A particle moves under the action of a variable force \(F = (3x^2 - 2x + 5)\) in Newtons from \(x = 0\) to \(x = 2\) meters. The work done by the force is:

• A. \(10 \text{ J}\)
• B. \(12 \text{ J}\)
• C. \(14 \text{ J}\)
• D. \(16 \text{ J}\)

Hint:

For variable force calculations, look closely at the lower limit. If the lower limit is \(0\) and the expression is a simple polynomial, the entire lower limit evaluation becomes \(0\), saving you time during exams.

Answer 1

The Correct Option is C

Concept: When a force varies with position \(x\), the work done (\(W\)) cannot be computed using simple multiplication (\(F \cdot d\)).
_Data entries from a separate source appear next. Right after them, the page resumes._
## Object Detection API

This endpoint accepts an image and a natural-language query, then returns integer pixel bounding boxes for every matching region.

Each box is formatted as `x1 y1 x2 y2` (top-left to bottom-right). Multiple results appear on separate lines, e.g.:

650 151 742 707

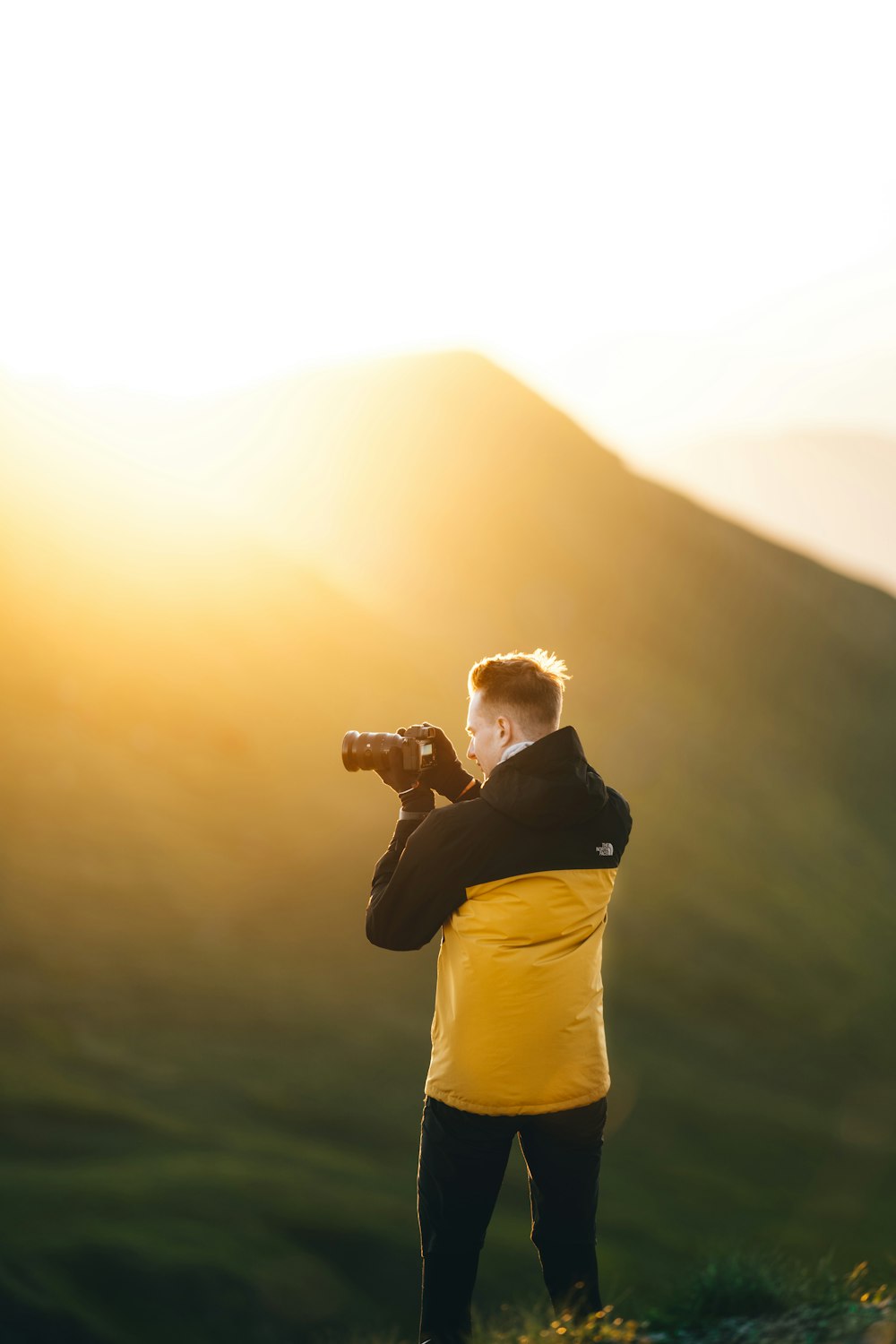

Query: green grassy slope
0 357 896 1344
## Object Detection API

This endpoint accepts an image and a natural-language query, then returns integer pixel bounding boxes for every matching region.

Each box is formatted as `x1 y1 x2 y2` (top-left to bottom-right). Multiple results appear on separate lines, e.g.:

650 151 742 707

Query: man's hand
376 728 435 812
405 723 473 803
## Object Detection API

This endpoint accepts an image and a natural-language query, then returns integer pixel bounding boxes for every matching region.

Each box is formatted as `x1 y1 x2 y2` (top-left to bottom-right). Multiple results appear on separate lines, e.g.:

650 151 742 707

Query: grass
332 1252 896 1344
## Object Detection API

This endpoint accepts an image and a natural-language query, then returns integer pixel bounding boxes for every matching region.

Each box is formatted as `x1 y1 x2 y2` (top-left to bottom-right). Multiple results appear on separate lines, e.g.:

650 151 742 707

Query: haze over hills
636 427 896 594
0 355 896 1344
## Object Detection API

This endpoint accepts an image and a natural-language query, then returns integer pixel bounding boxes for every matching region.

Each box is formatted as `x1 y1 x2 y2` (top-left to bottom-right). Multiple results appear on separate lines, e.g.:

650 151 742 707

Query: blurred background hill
0 354 896 1344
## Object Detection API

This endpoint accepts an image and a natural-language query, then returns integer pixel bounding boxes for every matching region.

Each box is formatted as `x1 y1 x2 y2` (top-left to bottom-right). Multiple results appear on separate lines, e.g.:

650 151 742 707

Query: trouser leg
418 1097 516 1344
520 1097 607 1316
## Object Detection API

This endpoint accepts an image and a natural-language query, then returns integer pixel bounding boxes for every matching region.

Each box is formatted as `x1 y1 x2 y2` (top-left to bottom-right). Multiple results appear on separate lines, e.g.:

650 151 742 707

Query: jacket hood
482 728 607 831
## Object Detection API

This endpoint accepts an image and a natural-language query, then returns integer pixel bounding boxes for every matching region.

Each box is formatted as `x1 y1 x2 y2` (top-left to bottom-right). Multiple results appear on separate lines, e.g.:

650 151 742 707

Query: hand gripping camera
342 728 435 774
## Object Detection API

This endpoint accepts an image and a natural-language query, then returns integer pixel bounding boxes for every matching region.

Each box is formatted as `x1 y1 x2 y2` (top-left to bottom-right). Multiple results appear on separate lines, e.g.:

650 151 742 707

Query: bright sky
0 0 896 473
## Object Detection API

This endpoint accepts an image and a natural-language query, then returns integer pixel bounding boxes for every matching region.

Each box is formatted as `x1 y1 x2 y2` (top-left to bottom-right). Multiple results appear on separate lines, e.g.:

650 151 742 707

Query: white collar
498 742 532 765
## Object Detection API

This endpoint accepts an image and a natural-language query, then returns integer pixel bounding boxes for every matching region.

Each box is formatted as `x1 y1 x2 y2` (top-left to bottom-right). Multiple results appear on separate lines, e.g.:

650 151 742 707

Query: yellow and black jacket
366 728 632 1116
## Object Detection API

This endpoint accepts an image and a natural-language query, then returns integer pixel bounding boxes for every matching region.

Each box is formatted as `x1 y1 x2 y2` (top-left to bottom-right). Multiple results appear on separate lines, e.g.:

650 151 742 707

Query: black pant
418 1097 607 1344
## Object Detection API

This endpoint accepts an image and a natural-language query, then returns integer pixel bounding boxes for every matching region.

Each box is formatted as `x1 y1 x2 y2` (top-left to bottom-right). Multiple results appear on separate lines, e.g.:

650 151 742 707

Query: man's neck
498 739 532 765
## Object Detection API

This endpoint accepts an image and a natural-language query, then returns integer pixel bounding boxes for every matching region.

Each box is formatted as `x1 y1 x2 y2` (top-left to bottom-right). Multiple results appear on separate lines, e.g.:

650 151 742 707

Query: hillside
0 355 896 1344
651 427 896 593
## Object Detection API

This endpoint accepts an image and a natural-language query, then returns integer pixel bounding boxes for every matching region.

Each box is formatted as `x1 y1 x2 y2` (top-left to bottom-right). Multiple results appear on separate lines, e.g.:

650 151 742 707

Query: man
366 650 632 1344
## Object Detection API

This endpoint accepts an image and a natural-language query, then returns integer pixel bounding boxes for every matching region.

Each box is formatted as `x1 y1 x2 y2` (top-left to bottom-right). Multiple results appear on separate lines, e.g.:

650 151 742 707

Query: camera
342 728 435 774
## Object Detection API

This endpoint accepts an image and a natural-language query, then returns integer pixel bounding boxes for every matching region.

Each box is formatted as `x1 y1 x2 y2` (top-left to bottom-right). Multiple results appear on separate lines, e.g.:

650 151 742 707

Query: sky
0 0 896 586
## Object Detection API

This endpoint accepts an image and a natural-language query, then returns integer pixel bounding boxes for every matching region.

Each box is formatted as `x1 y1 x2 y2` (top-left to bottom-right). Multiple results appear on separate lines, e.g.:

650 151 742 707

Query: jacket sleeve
366 808 466 952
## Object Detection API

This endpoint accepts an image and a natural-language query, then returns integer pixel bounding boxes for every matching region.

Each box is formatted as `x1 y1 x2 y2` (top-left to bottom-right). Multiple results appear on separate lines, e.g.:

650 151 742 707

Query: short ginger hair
468 650 570 736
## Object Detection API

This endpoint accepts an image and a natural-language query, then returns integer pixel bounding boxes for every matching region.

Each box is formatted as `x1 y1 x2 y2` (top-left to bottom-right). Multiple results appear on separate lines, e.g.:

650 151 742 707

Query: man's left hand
376 728 435 812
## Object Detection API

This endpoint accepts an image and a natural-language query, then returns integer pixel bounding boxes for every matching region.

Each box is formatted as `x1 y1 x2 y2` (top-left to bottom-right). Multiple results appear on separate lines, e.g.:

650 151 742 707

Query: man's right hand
408 723 473 803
Instead, it must be determined by integrating the force function over the interval of displacement: \[ W = \int_{x_i}^{x_f} F \, dx \] We will apply standard polynomial integration rules: \(\int x^n \, dx = \frac{x^{n+1}}{n+1}\) and \(\int k \, dx = kx\). Step 1: Setting up the definite integral with the given limits.
The particle moves from the initial position \(x_i = 0\) to the final position \(x_f = 2\). Substituting the force function \(F = 3x^2 - 2x + 5\): \[ W = \int_{0}^{2} (3x^2 - 2x + 5) \, dx \]

Step 2: Integrating the expression term by term.
\[ W = \left[ 3\left(\frac{x^3}{3}\right) - 2\left(\frac{x^2}{2}\right) + 5x \right]_{0}^{2} \] Simplifying the coefficients: \[ W = \left[ x^3 - x^2 + 5x \right]_{0}^{2} \]

Step 3: Substituting the upper and lower limits.
Substitute the upper limit (\(x = 2\)): \[ W_{\text{upper}} = (2)^3 - (2)^2 + 5(2) = 8 - 4 + 10 = 14 \] Substitute the lower limit (\(x = 0\)): \[ W_{\text{lower}} = (0)^3 - (0)^2 + 5(0) = 0 \] Subtracting the lower limit value from the upper limit value: \[ W = 14 - 0 = 14 \text{ J} \]